Nearly a year after the very public hacking of a Jeep that eventually led to the recall of more than 1.4 million Fiat Chrysler vehicles, federal law enforcement and vehicles safety officials are warning carmakers and owners that their vehicles are “increasingly vulnerable” to hackings.
The FBI, along with the National Highway Traffic Safety Administration, issued a safety bulletin on Thursday addressing concerns that vehicles are quickly becoming a target for hackers.
“The FBI and NHTSA are warning the general public and manufacturers – of vehicles, vehicle components, and aftermarket devices – to maintain awareness of potential issues and cybersecurity threats related to connected vehicle technologies in modern vehicles,” the agencies said in the bulletin.
Modern motor vehicles often include new connected vehicle technologies that aim to provide benefits such as added safety features, improved fuel economy, and greater overall convenience, the agencies say, noting that with this increased connectivity, it is important that consumers and manufacturers maintain awareness of potential cyber security threats.
The bulletin was issued following an analysis that demonstrated researchers could gain significant control over vehicle functions remotely by exploiting wireless communications vulnerabilities.
“While the identified vulnerabilities have been addressed, it is important that consumers and manufacturers are aware of the possible threats and how an attacker may seek to remotely exploit vulnerabilities in the future,” the bulletin states.

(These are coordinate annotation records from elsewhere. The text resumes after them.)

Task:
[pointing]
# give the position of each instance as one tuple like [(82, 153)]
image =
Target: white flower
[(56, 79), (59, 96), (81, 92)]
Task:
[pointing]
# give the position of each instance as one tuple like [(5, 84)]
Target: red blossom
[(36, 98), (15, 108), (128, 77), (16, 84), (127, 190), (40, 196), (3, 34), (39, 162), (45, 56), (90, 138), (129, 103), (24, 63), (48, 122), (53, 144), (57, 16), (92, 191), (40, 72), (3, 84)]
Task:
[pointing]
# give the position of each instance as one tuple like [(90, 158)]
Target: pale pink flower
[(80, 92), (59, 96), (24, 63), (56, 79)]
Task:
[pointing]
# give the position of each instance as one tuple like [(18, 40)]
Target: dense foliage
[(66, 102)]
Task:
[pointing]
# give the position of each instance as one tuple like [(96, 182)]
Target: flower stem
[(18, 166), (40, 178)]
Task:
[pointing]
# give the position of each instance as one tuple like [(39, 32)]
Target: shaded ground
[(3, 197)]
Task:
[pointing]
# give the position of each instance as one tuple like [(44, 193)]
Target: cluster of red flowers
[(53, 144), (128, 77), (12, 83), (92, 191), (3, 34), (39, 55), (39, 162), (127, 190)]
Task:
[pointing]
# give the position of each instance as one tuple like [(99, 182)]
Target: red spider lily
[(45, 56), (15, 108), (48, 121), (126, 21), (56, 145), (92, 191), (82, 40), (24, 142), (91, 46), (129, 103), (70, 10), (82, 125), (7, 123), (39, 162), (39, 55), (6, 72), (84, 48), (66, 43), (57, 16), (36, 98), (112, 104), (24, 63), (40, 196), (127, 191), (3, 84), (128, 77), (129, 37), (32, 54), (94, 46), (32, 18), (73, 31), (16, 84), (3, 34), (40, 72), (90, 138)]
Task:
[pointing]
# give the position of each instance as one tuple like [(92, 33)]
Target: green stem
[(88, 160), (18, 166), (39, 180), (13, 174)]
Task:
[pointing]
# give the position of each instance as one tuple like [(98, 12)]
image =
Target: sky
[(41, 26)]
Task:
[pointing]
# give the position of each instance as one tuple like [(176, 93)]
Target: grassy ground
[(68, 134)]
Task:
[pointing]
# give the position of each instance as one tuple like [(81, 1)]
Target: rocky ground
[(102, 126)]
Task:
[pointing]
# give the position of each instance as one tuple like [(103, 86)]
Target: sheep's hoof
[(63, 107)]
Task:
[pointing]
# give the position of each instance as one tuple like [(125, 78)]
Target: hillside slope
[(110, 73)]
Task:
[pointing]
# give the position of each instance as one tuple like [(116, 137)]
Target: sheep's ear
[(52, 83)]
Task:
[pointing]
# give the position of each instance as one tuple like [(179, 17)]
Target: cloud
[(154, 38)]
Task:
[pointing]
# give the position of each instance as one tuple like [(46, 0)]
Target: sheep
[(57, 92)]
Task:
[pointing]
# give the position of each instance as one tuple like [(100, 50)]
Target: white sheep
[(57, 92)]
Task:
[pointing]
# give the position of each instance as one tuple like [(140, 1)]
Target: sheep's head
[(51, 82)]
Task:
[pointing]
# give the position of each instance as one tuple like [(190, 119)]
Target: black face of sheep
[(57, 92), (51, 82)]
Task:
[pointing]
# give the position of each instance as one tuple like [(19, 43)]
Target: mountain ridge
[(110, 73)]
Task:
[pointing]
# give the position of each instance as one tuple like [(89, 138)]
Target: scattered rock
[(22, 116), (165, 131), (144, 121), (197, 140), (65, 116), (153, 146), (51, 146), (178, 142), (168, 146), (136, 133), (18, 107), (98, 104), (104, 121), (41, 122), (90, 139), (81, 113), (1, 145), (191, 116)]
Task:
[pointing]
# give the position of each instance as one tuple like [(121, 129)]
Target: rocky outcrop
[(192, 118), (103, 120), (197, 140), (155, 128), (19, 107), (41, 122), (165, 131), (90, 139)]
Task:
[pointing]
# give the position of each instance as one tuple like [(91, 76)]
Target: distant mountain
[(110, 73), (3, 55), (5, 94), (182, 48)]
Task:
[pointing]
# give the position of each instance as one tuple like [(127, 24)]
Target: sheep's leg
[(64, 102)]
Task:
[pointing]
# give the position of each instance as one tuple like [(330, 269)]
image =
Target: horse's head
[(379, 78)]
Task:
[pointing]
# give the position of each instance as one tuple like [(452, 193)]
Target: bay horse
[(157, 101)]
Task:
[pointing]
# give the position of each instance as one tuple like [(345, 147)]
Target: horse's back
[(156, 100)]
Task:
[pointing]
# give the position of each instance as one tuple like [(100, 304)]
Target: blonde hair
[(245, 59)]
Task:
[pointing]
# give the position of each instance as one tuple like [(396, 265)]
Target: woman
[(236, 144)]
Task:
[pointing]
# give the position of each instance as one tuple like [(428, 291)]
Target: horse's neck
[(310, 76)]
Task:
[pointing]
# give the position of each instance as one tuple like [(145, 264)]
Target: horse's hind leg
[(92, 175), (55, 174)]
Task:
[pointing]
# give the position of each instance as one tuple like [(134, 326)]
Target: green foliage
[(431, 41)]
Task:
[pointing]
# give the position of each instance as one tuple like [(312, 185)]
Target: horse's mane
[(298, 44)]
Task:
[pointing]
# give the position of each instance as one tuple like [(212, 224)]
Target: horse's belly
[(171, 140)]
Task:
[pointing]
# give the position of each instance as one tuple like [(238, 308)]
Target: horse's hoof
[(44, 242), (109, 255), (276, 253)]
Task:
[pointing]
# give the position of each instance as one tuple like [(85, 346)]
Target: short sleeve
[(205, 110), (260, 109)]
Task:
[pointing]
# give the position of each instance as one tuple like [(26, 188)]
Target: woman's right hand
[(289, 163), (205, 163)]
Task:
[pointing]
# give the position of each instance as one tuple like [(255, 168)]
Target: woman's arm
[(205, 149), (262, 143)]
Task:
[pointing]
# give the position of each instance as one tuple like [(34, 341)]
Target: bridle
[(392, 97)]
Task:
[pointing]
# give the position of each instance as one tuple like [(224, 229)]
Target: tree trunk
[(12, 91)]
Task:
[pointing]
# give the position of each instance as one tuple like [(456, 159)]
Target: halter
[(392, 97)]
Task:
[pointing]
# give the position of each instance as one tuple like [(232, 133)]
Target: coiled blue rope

The FBI and NHTSA contend that while not all hacking incidents may result in a safety risk, it is important that vehicle owners take appropriate steps to minimize the risk.
According to the bulletin, criminals could exploit online vehicle software updates by sending fake “e-mail messages to vehicle owners who are looking to obtain legitimate software updates. Instead, the recipients could be tricked into clicking links to malicious Web sites or opening attachments containing malicious software.”
The bulletin offers several tips for car owners on how to minimize vehicle cybersecurity risks, including ensuring software is up to date, exercising discretion when connecting to third party devices, and being aware of who has physical access to their vehicles.
In the past year, there have been several cases in which vehicles have fallen victim to hackers.
In July 2015, security researchers Charlie Miller and Chris Valasek, hacked the Jeep while a Wired.com reporter was driving it, exploiting a flaw in Uconnect that gave them the entry point to wirelessly take control of the vehicle.
General Motors also found itself on the receiving end of hackings, when researchers claimed they were able to control any of the carmakers vehicles with OnStar. Additionally, hackers cut a Corvette’s brakes wirelessly to provide it could happen to just about any car with a computer in it.
Just last month, Nissan announced it would disable an app for its electric Leaf vehicle after researchers found a flaw that allowed someone to remotely control the car’s temperature.